Рукопожатие, воистину чреватое последствиями: тебе, чесоточному, уверенность в моей благосклонности и посему (учитывая чесотку!) вдвойне бессонная ночь: мне, не чесоточной, – чесотка и посему (учитывая твою уверенность!) тоже вдвойне бессонная ночь.
Как он спал, не знаю. Я, по крайней мере, не чесалась и не чешусь.
Fräulein[40]
Голодная толчея Охотного ряда. Продают морковь и малиновые трясучки, на картонных поддонниках, мерзкие. Не сдавшиеся – снуют, безнадежные – слоняются. Вдруг – знакомый затылок: что-то редкое, русое… Опережаю, всматриваюсь: молочные глаза, печальный красноватый клюв – Fraulein. Моя учительница немецкого из моей последней гимназии.
– Guten Tag, Fraulein![41] – испуганный взгляд. – Не узнаете? Цветаева. Из гимназии Брюхоненко.
И она озабоченно:
– Цветаева? Куда же я вас посажу? – И, останавливаясь: – Да куда же я вас посажу?
– Ну, тетка, проходи, что ли!
Не вынесли – немецкие мозги!
Ночевка в коммуне
Сижу в гостях. Просят сказать стихи. Так как в комнате коммунист, говорю «Белую гвардию».
За белой гвардией – еще белая гвардия, за второй белой – третья, весь «Дон», потом «Кровных коней» и «Царю на Пасху» – словом, когда опоминаюсь – 12 часов, а ворота моего дома непременно заперты.

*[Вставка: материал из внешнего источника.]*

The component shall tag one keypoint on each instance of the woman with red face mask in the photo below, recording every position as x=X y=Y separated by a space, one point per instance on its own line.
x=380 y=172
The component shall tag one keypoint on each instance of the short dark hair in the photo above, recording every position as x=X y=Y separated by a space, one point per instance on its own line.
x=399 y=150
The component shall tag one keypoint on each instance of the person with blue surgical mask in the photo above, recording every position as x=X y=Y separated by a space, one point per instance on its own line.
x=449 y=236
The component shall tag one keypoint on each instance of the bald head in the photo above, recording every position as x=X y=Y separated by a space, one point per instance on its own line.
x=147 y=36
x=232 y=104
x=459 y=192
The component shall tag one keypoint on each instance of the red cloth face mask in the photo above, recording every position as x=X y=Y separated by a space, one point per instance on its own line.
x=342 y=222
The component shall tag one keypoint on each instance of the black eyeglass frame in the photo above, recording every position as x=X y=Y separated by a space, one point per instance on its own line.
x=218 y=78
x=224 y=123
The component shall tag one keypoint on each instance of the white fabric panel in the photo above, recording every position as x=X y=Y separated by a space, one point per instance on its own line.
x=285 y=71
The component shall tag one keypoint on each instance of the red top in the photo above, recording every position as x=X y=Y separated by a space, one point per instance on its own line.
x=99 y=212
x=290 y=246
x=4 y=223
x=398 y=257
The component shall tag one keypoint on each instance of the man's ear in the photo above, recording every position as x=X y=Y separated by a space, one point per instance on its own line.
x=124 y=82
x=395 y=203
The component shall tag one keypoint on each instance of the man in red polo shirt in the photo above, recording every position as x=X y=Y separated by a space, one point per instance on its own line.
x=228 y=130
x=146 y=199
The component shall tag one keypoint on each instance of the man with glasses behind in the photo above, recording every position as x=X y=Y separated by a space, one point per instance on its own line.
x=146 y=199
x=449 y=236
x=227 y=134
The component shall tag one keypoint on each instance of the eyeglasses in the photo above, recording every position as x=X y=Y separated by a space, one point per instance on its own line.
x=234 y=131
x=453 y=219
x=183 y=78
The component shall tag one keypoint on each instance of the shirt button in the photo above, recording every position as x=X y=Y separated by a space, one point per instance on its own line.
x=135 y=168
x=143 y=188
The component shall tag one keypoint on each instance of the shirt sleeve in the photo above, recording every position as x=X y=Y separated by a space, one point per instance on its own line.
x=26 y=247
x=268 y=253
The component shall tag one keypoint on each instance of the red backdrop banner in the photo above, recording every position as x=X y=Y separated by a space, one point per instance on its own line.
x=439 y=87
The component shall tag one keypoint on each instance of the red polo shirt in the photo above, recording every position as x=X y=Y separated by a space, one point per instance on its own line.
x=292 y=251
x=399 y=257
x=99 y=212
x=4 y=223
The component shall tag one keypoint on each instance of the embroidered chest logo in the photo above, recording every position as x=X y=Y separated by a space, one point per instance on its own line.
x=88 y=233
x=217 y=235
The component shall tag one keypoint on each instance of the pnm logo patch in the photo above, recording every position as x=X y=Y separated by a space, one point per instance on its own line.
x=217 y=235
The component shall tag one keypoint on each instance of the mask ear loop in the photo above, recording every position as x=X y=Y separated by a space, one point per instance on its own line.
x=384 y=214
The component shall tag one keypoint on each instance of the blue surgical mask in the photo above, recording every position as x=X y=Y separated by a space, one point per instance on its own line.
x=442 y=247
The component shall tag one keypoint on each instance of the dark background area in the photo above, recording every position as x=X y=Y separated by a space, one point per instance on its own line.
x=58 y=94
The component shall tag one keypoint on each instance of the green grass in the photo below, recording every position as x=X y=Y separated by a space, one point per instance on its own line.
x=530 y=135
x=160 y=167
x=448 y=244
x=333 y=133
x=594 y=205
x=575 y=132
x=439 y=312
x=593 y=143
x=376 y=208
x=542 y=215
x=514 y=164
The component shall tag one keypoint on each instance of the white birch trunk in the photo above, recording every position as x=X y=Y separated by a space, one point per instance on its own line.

Ночевать мне здесь нельзя – «порядочный дом», с прислугами, с родственниками, остается одно: идти на Собачью площадку и спать под звуки пушкинского фонтана. О чем объявляю – смеясь, встаю и твердым шагом иду к двери. И, уже в дверях, певуче:
– Маринушка!
– Да?
– Вы серьезно собираетесь спать на улице?
– Совершенно.
– Но ведь это же…
– Да, очень, но…
– Тогда идемте к нам, в коммуну.
– Но, может быть, вам неудобно?
– Отчего? У меня отдельная комната.
– Тогда – спасибо.
Сияю, ибо, несмотря на весь внутренний авантюризм, верней: благодаря всему внутреннему авантюризму, весьма и весьма обхожусь без внешнего! (NB Из ночевки на коммунистической улице к ночевке в коммунистическом доме – авантюра все-таки – первое!)